I'm glad you are still going on the holiday. Is your mum going or not? In future I think I'd make plans without her so you can step back from this sort of dynamic.

That’s an interesting take.. yes it could be that. We are still going on holiday together. She will be busy with her sisters while there and I’ll be spending time with my cousins so it should be fine.

OP posts:
FallOfTheHouseOfUtterlyButterly · 14/03/2025 10:46

You know she always uses her phone on speaker, this wasn't something unusual
So you should always be wary of who might be listening in and around when talking to her over the phone and be careful not to slag someone off over it

You also called both of them controlling but have only "made up" with your dad. Which is possibly what he wants, to alienate your mother even more

Bluenotgreen · 14/03/2025 10:56

They sound like a toxic couple!

I think you should take a huge step back and have far less contact.
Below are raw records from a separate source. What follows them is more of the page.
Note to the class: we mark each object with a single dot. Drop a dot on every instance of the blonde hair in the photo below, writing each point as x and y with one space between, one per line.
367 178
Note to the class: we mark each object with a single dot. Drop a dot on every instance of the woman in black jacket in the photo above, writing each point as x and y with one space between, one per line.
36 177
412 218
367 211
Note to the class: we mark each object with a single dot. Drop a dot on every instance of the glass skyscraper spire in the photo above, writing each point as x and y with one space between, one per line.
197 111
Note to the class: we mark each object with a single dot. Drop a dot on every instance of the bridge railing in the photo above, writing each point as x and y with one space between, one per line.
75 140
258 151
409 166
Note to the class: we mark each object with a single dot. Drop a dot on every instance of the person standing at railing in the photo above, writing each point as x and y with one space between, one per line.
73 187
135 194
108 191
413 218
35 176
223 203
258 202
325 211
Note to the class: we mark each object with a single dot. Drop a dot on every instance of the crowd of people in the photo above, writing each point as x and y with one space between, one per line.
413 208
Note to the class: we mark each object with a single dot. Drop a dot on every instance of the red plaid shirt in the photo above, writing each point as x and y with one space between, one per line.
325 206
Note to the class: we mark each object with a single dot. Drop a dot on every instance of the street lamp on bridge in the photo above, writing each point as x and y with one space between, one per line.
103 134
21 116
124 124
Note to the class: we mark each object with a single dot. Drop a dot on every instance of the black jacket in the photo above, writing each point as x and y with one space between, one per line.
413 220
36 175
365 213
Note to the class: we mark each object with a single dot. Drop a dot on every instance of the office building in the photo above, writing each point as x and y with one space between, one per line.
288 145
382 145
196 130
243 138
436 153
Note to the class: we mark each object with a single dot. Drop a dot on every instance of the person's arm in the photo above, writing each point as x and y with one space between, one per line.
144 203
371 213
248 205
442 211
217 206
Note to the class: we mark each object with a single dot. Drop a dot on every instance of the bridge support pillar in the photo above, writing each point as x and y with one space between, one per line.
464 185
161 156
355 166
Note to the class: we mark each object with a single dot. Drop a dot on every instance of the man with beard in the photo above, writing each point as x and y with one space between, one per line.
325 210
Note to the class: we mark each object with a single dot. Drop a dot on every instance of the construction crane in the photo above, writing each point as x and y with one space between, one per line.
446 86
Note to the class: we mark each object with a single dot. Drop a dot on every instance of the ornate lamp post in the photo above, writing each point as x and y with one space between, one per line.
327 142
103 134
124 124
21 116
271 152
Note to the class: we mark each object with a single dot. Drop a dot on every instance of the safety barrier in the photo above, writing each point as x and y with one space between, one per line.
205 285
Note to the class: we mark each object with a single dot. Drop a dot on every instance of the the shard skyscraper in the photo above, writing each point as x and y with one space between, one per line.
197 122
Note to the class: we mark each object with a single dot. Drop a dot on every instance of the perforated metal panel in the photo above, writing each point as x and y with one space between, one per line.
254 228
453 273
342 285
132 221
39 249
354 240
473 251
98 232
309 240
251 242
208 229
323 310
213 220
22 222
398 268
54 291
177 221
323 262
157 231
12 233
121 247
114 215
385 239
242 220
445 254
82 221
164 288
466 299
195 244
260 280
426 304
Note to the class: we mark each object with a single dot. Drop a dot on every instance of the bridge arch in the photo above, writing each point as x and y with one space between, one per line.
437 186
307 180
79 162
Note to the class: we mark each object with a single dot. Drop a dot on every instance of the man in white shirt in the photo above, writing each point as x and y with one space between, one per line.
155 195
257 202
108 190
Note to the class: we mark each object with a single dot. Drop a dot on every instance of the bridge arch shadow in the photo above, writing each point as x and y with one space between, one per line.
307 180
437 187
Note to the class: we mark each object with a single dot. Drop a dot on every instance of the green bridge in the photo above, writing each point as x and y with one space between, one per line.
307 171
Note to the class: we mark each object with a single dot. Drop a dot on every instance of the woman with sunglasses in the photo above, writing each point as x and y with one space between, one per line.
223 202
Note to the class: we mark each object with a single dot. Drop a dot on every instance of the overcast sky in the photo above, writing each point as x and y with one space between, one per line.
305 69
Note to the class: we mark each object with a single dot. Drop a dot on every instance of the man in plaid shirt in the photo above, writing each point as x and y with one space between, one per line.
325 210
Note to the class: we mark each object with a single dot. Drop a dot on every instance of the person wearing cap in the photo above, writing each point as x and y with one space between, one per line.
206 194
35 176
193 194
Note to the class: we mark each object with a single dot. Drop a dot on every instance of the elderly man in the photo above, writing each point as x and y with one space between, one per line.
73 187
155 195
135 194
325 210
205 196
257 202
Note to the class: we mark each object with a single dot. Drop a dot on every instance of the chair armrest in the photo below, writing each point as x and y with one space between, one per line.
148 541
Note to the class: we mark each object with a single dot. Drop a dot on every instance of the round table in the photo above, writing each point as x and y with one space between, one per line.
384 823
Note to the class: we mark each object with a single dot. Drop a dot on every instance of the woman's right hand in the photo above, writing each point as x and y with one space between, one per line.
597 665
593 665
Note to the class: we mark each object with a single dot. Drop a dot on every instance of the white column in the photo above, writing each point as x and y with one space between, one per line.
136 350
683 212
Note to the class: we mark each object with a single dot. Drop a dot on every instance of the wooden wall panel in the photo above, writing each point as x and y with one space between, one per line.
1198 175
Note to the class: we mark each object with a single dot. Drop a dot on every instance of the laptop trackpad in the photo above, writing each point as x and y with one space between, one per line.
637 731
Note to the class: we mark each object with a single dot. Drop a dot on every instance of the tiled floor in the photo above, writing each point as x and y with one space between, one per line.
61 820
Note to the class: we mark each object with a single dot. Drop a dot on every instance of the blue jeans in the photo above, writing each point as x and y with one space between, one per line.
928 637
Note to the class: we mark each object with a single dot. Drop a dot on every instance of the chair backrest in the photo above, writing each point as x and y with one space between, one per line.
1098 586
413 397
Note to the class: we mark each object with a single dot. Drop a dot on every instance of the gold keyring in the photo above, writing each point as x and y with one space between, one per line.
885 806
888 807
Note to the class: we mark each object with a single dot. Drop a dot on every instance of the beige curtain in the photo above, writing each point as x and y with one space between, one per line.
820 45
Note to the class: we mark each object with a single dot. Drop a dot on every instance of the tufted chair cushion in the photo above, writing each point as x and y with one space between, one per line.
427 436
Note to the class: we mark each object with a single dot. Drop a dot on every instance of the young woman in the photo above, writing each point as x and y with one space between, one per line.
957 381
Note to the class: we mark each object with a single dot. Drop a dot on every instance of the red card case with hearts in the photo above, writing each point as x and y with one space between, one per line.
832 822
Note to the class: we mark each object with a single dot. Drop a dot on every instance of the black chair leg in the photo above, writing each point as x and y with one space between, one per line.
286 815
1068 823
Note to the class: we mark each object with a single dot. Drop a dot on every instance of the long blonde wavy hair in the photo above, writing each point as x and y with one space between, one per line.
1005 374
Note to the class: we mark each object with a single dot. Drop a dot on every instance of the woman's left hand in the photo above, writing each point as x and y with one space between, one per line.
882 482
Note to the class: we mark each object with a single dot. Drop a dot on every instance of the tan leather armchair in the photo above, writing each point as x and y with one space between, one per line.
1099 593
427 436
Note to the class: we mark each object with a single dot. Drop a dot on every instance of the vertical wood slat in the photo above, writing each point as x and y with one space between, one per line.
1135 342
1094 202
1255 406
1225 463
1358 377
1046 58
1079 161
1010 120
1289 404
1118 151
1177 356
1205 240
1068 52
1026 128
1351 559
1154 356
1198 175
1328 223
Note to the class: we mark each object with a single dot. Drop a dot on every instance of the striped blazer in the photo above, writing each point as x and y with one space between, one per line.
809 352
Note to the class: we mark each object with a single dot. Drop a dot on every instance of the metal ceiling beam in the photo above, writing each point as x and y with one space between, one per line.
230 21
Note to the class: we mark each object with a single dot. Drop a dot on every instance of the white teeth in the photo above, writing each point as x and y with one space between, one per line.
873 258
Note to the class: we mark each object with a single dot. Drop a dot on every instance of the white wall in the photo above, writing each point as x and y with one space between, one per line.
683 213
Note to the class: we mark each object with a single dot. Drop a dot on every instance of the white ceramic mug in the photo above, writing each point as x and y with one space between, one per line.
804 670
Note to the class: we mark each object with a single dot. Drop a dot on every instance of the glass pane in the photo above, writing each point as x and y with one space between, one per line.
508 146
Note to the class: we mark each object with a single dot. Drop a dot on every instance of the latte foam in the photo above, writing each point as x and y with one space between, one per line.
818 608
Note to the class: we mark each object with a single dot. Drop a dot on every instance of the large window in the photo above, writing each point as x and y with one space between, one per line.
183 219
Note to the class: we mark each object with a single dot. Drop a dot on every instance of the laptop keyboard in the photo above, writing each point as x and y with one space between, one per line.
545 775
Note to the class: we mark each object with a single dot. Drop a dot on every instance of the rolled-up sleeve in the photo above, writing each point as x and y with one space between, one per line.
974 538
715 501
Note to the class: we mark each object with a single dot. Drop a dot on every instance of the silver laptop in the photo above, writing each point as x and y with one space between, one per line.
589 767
If you do have contact, put them on a strict information diet.

AnaMRT · 14/03/2025 10:57

Takeoutyourhen · 14/03/2025 10:26

Was there any reason given why your dad suggested it wasn’t the right time to go? Had your mum actually put him up to it and sat back and watched this drama unfold?
However, what Honeylulu above said could also be right. Only you know what they are like really.

I’m not sure why he said it’s not the right time. My guess would be that we will be travelling closer to a country that is currently being attacked by another. However, I’ve heard him say that even before that when we were planning on going. It could be his anxiety talking. Both parents are anxious people and I suspect both are suffering from depression.